I've learned recently what gaslighting is. She's a master gaslighter and I've been gaslit for years, but it's been heaviest since she got together with this... person. I told her I wanted a divorce and she freaked out, asking what she could do. I told her the only hope was to cease all contact with him, her to get into therapy, and us get into marriage counselling, and even then there's not much of it. She agreed after several teary decision days. She told me she ended it with him... I looked on her computer and learned it didn't last 8 hours. She'd lied again. She'd lied for years. She's a habitual liar. Since then she's resumed talking to him and wonders why I'm not okay with it... she keeps trying to gaslight me into questioning my reality. I ended up breaking my silence and told all my family, many of my/our friends, and her father about what the relationship has been and is. I've received unanimous support to end it. I'm staying strong and I'm not getting sucked back up into the vortex. The writing is on the wall. The marriage is ended, it's just about taking care of all the logistical loose ends (finances, living arrangements, kid, etc...) Thing is, she's not accepting it. She thinks it'll all go back to how it was and keeps acting and talking like things are fine and she doesn't know why I keep blowing up. I've been using other people as controls to make sure it's not a manic or anything else warping my thoughts into demonizing her. They all agree and have had opinions for years on this. It's let me know I'm not insane. It's grounded me.
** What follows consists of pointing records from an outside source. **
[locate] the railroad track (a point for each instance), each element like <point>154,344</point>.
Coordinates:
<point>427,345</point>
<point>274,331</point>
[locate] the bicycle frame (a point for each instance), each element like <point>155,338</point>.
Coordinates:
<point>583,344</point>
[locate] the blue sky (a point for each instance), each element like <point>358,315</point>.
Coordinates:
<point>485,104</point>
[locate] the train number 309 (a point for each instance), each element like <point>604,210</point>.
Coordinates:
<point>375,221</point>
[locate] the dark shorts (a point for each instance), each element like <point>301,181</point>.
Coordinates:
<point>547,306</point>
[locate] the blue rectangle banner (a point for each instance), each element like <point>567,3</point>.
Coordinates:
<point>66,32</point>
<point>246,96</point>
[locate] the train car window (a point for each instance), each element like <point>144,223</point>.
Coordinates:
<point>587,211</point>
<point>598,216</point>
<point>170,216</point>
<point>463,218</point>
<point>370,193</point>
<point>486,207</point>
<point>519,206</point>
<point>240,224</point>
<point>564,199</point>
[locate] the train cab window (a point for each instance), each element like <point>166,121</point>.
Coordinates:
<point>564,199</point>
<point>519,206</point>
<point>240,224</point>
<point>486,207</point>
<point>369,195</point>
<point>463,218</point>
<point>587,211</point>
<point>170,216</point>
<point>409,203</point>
SO, with all that said and done, I've been doing a lot of thinking. My worst bipolar episodes have been during this relationship of hers where the acknowledgement of my rights and existence as a human being, much less a husband and father, are non-existent. Gaslighting is, by definition, the process of making an individual question themselves and their sense and understanding of reality. I was definitely experiencing psychotic depression in January, in which reality is broken. My ultimate pondering is:

Is it possible that the bipolar dx and symptoms and behavior are just a result of my horribly unhealthy relationship bringing them on? Or did the job/house/marriage trifecta trigger a break and bring on full-fledged bipolar? Maybe I don't have it and she's just driven me insane? Maybe it's a feedback loop and the bipolar and gaslighting keep playing off each other and are giving me my breaks with reality? The SSRI reactivity is definitely a physical indicator towards bipolar, but my brain chemistry is EXTREMELY responsive to nearly anything I put in it. Mushrooms put me in a state where I was essentially in a coma for 12 hours, unresponsive externally but vibrant and powerful inside. Narcotic painkillers make me feel like I can levitate and shoot rainbows into other people's brains and I shoot sunshine from my pores. Maybe my reaction to SSRIs is just part of the larger responsiveness to substances by my brain, and the swings up and down are the reality-breaking relationship and manipulation by my wife?

Or maybe I'm just a dude with bipolar and a bad relationship. IDK. Questioning a lot lately. Any feedback is greatly appreciated. Thank you if you read through my tome.